Both political parties are struggling with how to hold the conventions and the boost they provide the campaigns going into November’s election without the big crowds and rousing speeches because of social distancing guidelines in place because of the pandemic.
President Trump has told North Carolina’s Democratic Gov. Roy Cooper that he has a week to let the Republicans know that his state can handle the convention scheduled for Aug. 24-27 in Charlotte.

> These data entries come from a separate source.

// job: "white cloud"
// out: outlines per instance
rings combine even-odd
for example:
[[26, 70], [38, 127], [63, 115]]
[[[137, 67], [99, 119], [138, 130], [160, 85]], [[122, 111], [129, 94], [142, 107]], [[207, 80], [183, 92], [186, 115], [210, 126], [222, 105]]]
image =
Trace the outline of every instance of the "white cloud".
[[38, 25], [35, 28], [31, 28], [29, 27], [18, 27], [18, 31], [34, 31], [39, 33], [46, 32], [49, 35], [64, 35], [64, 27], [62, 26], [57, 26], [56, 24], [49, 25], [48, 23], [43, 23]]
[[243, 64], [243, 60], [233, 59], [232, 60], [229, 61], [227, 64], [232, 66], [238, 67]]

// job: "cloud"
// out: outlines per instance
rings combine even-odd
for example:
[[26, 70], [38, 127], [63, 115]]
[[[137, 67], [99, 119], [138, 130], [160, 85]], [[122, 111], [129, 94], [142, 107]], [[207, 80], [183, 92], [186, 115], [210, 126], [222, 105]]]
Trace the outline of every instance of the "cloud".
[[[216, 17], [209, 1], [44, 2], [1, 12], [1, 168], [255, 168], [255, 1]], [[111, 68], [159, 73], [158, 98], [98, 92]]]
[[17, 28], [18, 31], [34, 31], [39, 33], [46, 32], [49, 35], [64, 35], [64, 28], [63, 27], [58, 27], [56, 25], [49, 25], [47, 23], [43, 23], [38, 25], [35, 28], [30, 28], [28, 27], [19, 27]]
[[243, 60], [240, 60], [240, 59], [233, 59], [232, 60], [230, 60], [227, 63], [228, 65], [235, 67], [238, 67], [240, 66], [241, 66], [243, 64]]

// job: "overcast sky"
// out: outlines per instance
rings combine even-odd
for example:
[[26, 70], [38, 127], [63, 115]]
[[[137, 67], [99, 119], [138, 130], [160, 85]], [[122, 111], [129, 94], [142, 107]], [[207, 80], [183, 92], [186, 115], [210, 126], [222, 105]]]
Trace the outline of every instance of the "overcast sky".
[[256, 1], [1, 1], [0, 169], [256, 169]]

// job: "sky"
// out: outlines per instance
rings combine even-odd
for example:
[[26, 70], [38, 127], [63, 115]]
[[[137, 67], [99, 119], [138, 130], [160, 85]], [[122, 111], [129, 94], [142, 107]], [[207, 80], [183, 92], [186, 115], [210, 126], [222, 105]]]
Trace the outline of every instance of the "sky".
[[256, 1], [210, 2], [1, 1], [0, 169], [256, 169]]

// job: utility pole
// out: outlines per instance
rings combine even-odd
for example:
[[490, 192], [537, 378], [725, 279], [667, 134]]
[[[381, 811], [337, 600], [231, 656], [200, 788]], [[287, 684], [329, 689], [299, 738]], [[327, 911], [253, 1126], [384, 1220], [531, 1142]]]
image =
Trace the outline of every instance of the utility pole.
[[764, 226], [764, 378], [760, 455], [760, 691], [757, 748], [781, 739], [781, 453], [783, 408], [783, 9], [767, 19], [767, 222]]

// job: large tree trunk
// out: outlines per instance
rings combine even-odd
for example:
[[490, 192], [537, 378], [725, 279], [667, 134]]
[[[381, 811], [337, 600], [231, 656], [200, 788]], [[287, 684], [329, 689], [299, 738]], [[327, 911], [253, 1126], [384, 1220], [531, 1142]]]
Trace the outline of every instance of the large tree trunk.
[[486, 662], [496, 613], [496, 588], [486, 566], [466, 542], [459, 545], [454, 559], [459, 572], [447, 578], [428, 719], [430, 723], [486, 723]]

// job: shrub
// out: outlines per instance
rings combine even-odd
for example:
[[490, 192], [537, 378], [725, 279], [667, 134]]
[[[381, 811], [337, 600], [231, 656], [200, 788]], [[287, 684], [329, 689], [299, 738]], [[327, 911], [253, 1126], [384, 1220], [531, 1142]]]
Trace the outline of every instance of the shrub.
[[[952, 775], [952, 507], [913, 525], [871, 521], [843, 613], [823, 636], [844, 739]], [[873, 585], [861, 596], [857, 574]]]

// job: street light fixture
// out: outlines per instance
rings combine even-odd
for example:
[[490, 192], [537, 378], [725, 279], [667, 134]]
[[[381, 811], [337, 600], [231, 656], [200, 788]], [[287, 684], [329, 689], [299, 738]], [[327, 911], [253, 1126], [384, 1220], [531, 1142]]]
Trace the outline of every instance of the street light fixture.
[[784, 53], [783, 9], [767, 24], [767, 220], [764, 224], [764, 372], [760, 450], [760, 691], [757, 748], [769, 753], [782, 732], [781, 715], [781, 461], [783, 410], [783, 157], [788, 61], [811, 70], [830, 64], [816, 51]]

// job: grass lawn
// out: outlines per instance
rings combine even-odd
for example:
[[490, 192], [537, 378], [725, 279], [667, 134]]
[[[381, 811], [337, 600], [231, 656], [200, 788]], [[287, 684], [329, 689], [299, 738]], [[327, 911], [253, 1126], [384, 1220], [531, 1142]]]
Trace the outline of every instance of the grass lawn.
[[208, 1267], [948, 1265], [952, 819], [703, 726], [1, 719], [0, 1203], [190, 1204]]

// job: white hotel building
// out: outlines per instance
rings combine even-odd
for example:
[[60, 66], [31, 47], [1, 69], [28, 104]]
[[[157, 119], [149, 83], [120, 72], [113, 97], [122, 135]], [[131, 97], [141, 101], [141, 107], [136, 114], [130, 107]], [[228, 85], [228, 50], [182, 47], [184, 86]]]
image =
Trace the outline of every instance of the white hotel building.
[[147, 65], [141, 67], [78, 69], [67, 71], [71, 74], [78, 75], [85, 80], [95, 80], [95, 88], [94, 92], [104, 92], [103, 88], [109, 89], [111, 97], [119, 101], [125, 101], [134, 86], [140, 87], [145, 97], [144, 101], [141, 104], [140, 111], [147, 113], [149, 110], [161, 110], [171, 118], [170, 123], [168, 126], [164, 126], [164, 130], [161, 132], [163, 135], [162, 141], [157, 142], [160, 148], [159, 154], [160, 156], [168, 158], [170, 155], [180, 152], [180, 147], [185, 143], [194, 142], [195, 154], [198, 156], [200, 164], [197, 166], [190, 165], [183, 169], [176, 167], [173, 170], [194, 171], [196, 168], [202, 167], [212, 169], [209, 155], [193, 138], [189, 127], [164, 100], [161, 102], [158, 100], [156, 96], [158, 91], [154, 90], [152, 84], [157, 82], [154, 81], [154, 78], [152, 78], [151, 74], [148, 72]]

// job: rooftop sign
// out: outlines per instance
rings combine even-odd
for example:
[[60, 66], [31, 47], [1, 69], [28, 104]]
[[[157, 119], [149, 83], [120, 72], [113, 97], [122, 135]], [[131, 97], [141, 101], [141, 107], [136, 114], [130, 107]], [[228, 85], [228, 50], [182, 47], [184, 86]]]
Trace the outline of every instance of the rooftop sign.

“Now, if he can’t do it, if he feels that he’s not going to do it, all he has to do is tell us, and then we’ll have to pick another location. And I will tell you, a lot of locations want it,” Trump said Tuesday at an event at the White House. “But I picked North Carolina because I do love that state, and it would’ve been a perfect place for it and it still would be.”
Trump said the deadline is needed before the Republican National Committee spends “millions and millions of dollars on an arena to make it magnificent for the convention.”
He also said Charlotte would miss out on the throngs of people who would descend on Charlotte for the convention, saying the “economic development consequences are tremendous.”
The Democratic National Committee moved its convention from July to Aug. 17-20 in Milwaukee because of the coronavirus.